Bułgarzy rozpoczęli zgodnie z planem: od początku zdominowali teoretycznie słabszych Niemców, którzy w grupie B zajęli ostatnie miejsce w tabeli. Już przy pierwszej zagrywce Bułgaria objęła prowadzenie 5:0. Bezpieczna, około czteropunktowa, przewaga faworytów utrzymywała się do końca partii. Według statystyk o porażce Niemców w pierwszej odsłonie zadecydowały błędy własne - siatkarze z Bałkanów pomylili się tylko trzy razy, podczas gdy nasi sąsiedzi oddali za darmo osiem punktów.
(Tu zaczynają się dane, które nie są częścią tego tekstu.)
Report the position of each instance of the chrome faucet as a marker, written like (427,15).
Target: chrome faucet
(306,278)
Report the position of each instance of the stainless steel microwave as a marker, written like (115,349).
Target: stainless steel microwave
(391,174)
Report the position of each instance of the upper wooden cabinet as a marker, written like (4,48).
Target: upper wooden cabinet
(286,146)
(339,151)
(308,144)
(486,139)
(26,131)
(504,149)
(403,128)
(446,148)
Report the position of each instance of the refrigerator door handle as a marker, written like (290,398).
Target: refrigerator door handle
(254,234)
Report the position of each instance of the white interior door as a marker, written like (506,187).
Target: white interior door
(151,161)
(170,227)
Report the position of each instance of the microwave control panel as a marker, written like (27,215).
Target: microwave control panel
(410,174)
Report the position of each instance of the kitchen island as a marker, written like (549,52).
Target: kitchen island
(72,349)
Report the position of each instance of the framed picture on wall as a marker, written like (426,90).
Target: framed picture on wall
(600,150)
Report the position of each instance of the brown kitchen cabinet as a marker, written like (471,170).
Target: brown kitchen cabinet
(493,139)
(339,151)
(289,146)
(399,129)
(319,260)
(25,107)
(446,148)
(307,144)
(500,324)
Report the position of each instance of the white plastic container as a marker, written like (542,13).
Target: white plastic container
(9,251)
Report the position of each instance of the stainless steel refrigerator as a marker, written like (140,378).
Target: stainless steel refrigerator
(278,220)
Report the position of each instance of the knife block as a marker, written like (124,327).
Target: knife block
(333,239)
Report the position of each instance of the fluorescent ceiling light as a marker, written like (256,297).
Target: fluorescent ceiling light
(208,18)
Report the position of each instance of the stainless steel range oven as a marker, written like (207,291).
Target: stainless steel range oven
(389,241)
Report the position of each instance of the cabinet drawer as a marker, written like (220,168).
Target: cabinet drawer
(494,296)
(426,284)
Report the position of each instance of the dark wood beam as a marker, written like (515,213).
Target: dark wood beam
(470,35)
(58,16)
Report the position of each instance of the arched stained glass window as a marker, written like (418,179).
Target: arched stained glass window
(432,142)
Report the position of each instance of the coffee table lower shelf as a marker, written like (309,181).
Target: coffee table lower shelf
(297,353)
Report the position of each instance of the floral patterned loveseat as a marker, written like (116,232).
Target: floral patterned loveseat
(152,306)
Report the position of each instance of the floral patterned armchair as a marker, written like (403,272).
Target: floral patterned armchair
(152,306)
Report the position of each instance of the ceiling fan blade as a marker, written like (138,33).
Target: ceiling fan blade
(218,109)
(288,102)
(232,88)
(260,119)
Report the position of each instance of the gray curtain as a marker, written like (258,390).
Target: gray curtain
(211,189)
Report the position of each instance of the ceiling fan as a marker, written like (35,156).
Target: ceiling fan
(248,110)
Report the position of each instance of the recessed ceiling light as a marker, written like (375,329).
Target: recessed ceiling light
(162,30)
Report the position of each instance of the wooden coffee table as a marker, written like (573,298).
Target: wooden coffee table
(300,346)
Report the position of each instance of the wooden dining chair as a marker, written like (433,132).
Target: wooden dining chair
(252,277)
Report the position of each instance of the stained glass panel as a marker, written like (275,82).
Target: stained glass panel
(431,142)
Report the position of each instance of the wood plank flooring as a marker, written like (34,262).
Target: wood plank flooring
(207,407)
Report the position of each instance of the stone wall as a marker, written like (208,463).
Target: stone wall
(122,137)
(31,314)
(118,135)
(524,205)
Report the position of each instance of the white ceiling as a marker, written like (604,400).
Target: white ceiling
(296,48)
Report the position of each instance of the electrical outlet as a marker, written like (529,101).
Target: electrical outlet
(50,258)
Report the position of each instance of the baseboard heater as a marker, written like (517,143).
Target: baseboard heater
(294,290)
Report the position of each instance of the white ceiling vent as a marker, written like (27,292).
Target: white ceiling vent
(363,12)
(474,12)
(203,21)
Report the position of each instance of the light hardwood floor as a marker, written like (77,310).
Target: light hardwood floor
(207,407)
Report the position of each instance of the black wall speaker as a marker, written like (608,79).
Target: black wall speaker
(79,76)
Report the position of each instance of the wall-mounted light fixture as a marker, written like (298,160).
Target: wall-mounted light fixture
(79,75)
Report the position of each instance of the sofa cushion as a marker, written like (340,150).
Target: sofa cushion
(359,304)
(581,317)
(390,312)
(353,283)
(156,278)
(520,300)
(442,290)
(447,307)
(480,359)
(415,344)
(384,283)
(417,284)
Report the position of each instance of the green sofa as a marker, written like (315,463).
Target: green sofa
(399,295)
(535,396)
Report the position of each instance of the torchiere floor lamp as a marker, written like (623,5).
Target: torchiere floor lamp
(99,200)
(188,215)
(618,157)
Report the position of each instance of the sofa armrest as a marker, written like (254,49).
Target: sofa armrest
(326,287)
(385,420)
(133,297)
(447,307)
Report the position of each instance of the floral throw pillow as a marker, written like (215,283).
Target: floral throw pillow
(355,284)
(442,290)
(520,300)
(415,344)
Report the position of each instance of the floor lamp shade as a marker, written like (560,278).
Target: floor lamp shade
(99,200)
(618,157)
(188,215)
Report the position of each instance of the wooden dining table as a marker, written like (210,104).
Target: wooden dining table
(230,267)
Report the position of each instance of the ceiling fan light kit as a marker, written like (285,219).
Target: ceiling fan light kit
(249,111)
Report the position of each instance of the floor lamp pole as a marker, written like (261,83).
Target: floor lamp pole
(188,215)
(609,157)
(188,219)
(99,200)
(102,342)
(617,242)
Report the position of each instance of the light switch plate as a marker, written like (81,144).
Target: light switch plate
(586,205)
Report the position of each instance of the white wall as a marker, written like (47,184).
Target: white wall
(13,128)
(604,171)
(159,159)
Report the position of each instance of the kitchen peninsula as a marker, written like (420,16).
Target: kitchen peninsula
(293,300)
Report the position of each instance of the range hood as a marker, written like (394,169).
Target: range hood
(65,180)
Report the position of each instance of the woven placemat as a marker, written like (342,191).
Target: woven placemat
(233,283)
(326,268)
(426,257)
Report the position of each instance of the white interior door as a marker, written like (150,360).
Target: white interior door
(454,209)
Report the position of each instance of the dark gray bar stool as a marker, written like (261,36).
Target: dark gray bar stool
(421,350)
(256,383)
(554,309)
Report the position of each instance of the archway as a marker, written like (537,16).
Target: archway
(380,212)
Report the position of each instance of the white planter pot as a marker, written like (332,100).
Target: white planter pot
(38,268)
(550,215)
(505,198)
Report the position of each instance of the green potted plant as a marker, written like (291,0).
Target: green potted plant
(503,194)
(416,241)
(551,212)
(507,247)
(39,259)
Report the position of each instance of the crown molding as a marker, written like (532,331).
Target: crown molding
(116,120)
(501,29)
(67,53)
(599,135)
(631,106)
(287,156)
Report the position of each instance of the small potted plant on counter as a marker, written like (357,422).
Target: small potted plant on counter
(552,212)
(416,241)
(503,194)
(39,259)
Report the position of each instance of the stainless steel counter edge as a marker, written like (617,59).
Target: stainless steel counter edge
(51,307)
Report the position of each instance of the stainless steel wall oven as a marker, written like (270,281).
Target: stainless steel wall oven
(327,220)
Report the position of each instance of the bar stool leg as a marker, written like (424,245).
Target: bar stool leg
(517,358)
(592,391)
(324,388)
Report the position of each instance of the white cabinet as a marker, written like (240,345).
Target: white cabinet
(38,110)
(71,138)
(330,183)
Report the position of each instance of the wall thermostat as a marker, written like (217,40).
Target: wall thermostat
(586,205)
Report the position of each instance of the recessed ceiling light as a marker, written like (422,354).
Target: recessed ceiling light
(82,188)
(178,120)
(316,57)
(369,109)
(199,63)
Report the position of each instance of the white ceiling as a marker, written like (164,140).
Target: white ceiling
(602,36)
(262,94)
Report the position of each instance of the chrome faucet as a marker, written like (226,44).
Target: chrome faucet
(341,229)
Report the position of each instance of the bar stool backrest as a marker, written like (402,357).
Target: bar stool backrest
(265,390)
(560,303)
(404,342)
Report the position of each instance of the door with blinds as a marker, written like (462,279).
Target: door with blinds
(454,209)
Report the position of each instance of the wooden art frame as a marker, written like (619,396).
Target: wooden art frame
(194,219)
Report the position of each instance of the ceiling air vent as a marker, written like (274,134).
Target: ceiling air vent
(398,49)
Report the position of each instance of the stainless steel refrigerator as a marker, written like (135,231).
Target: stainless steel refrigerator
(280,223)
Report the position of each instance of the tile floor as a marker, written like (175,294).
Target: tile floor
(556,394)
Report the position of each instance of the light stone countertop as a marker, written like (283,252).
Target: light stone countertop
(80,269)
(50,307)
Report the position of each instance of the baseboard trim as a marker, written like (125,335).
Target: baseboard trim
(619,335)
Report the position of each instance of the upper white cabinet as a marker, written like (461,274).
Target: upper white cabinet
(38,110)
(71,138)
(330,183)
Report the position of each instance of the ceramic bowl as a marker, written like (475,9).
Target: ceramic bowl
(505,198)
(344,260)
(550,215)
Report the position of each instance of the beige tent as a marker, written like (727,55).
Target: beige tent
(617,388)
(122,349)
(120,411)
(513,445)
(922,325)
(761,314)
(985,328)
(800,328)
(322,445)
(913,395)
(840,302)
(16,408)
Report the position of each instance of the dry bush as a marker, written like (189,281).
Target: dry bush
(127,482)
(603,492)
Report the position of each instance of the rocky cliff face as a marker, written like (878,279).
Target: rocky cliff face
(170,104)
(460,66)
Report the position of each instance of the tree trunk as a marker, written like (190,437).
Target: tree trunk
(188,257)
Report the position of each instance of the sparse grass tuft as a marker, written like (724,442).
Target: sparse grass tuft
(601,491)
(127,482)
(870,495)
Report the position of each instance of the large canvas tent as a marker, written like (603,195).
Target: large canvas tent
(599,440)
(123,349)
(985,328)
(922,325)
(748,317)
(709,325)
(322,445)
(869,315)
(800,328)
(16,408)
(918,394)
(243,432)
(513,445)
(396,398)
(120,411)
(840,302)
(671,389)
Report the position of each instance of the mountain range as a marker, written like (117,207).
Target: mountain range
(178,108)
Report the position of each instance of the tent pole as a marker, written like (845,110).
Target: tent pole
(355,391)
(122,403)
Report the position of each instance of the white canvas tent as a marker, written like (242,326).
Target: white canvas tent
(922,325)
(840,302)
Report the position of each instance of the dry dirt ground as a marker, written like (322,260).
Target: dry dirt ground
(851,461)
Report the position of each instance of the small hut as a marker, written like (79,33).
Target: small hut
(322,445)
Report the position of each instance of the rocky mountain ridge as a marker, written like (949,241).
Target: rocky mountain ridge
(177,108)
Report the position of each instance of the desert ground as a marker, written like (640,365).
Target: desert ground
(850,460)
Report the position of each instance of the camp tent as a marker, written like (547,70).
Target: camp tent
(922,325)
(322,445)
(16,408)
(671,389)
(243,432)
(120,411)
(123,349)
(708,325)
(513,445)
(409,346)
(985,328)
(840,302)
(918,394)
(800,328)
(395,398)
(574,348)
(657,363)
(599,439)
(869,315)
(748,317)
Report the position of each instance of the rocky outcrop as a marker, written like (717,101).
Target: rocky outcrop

Drugiego seta Niemcy rozpoczęli odważniej i prowadzili nawet 5:3. Bułgarzy co chwilę zdobywali punkt kontaktowy, ale ostatecznie zremisowali dopiero po udanym bloku (6:6). Dalej wynik był bliski remisu lub nieznacznie prowadziła kadra Bułgarii. Niebezpiecznie zrobiło się, kiedy faworyci wygrywali 15:11. Wówczas na boisku pojawił się Simon Tischer, niemiecki rozgrywający z ławki.
Po drugiej przerwie technicznej Niemcy przebudzili się i przewaga zwycięzców "polskiej" grupy stopniała do dwóch oczek. W decydującej fazie seta faworyci wrócili jednak do dobrej gry i odzyskali miażdżącą przewagę. Rywale natomiast utknęli w jednym ustawieniu przy stanie 19:16 - siatkarze z Bałkanów zdobyli sześć punktów z rzędu i zdecydowanie wygrali tę część spotkania.
Początek ostatniej partii zapowiadał wyrównaną walkę, ale były to tylko dobre złego początki. Bułgarzy szybko odskoczyli przeciwnikowi i jeszcze przed pierwszą przerwą techniczną wygrywali 7:4. Dalej dominacja faworytów była coraz bardziej widoczna (13:6, 17:8). Niemcy nie mieli żadnych argumentów, aby podjąć walkę i w ostatnim secie tylko snuli się po boisku. Ostatecznie zespół z Bałkanów wykorzystał pierwszą piłkę meczową i zagra w półfinale z Rosją.
Bułgaria - Niemcy 3:0 (25:20, 25:16,25:14)
Niemcy: Popp, Kaliberda, Bohme, Grozer, Kampa, Gunthor, Steuerwald (libero) oraz Tischer, Schoeps.
Bułgaria: G. Bratojew, Skrimow, Josifow, Aleksiew, N. Nikołow, Sokołow, Salparow (libero) oraz Dimitrow.